Oh, the irony inevitability:
November 20, 2001 12:48 AM   Subscribe

Oh, the irony inevitability: "The United States is putting at risk a key United Nations conference on deadly biological weapons which gets under way in Geneva on Monday."
posted by donkeyschlong (10 comments total)
Irony? Right, we'll never stop bioterrorism unless we throw yet another United Nations resolution at the problem. That'd show Osama.
posted by frednorman at 2:58 AM on November 20, 2001

It has been fairly clear to many writers on terrorism that stomping out the bad guys means gloabl cooperation rather than going it alone....Bush, who had distain for treaties and other countries, seems now to be learning that any form of terrorism has global inmplications.
Terror groups and cells are world-wide. And they have shown the ease with which they cross national boundaries.
posted by Postroad at 3:27 AM on November 20, 2001

frednorman - I don't think it's so much about OBL reading UN declarations as it is about working with others. Couldn't at least part of the reason for the 911 disaster be the way the USA has pushed what it wants without the kind of consensu politics the UN encourages?

[And if this post causes some horrible mess in a log file somewhere - apologies, I'm testing some HTTP proxy code ;-]
posted by andrew cooke at 4:00 AM on November 20, 2001

This treaty is a good idea if you believe that criminals follow laws. If, on the other hand, you're a bit skeptical of that - it's just another flash vs. substance issue.
posted by revbrian at 5:43 AM on November 20, 2001

The Bush administration's opposition has nothing to do with the intent of the UN declaration. Rather, the administration is making a stand against any global authority that does not effectively put the US in charge. Imperialism is the driving force.
posted by yesster at 5:44 AM on November 20, 2001

Really, it's a problem of inspections. The US has one of the most advanced biotech industries in the world, and I'm not sure we want to allow foreign inspectors to compromise our trade secrets.
posted by ph00dz at 7:27 AM on November 20, 2001

Those of you who post little but to whine at every single US policy decision might want to take a look at exactly what the proposed "enforcement protocols" are.

The blame cannot be put on the detractors alone, however, as journalists who are supposed to cover the issues are clearly neglecting to do their jobs in favor of taking a few jabs at the Bush administration (like that's anything new).
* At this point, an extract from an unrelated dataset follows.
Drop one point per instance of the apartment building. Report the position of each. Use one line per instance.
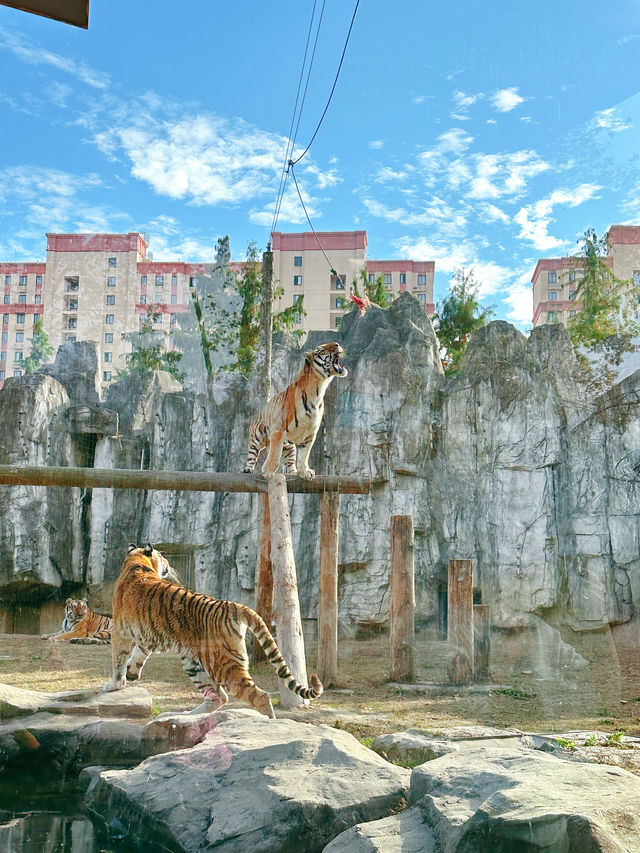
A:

Here's a few highlights of the so-called "tough new protocol" -- voluntary disclosures, two-week advance warning of any inspection, inspections limited to those sites listed in said warning, etc. In other words the treaty was deliberately so watered down that even Iraq could sign up without significantly changing their attitudes towards weapons inspectors from the UN or indeed any other regulatory body.
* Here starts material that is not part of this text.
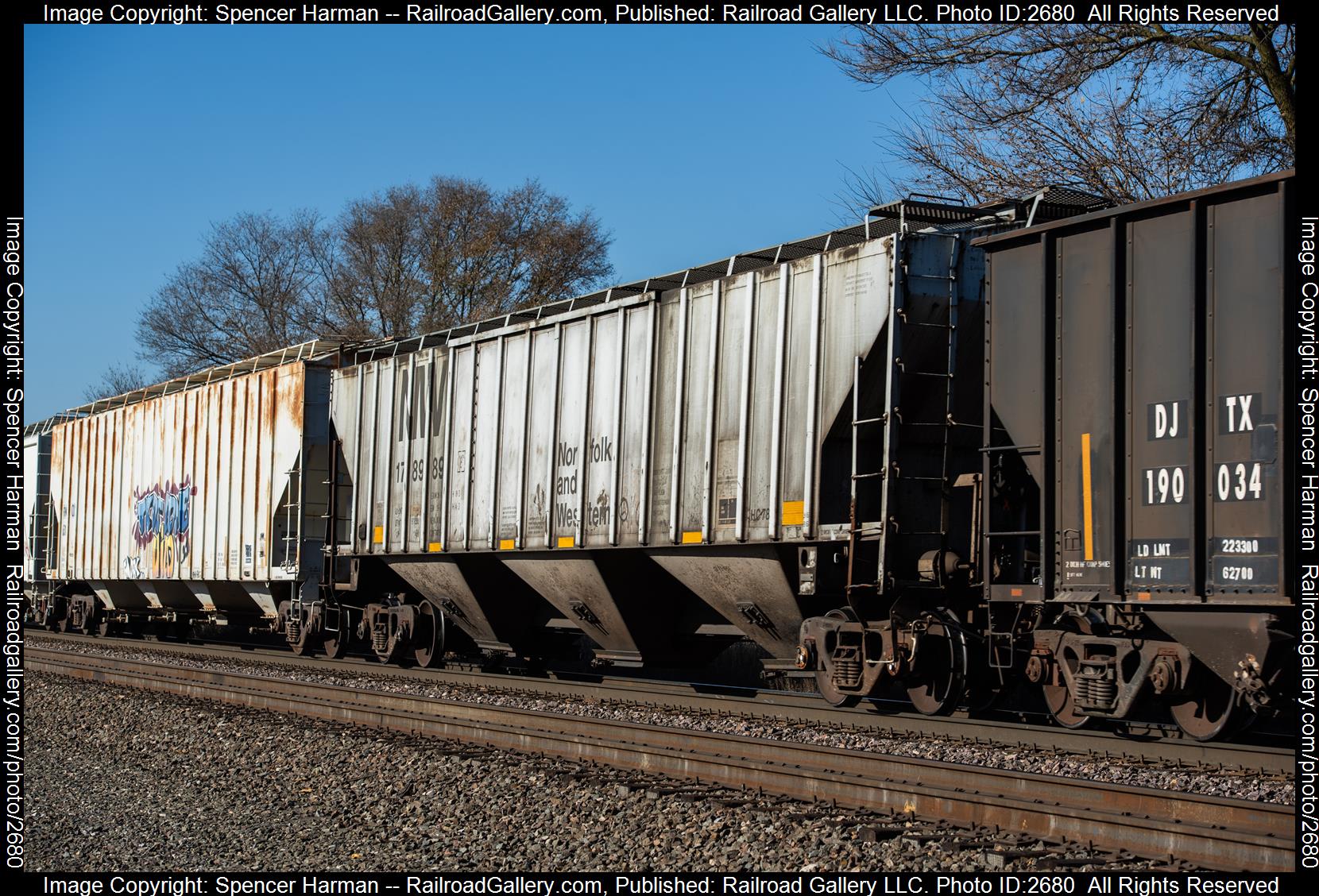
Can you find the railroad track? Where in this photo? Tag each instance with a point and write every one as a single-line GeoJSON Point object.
{"type": "Point", "coordinates": [1148, 745]}
{"type": "Point", "coordinates": [1209, 832]}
Sure, this is a treaty which everyone can sign without thinking twice -- especially those who produce large quantities of weapons of mass destructions. When you're given two weeks' notice of upcoming inspections at specified sites, there's very little ground to oppose said inspections. When the notice comes in you just pick up your lab gear and move it to some location whose name does not appear in the memo, then rinse, lather, and repeat if necessary.
posted by clevershark at 7:56 AM on November 20, 2001

This treaty is a good thing. Bush Inc. opposes the treaty because the large pharma contributors oppose it. To paraphrase Dubya, "Gotta dance with them what brung ya.'" What harm would being a signatory to this treaty do other than the possible perceived harm to the pharmas? Now, what good could come out of such an international treaty?
posted by nofundy at 10:31 AM on November 20, 2001

There's absolutely no sense in the administration spending any of its resources backing something so ill-conceived that it will manage to both a) do absolutely nothing to reduce the spread of WMD and b)give legitimacy to the nationa that produce said WMD because, after all, they're "compliant".
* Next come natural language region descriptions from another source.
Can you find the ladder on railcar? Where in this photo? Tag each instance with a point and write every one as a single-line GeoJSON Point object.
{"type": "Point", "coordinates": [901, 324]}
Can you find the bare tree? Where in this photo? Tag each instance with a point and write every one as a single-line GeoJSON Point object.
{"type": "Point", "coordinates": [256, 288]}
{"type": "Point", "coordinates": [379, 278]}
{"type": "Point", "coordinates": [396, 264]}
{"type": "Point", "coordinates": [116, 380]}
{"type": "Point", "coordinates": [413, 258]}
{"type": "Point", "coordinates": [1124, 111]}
Considering how quickly the UN's inspection program simply folded and walked away at the first hint of resistance from Iraq, there is also a great deal of skepticism as to the value of UN-sponsored resolutions at all. If the UN can't even enforce its present rules what is the point of lending legitimacy to another "group grope" type treaty which will change nothing?
posted by clevershark at 10:51 AM on November 20, 2001

Good riddance to this unverifiable and unenforceable parchment defense system otherwise known as the 1972 Biological Weapons Convention. George Bush is doing the right thing by ignoring this and any other idiotic UN conference that happens down the pike.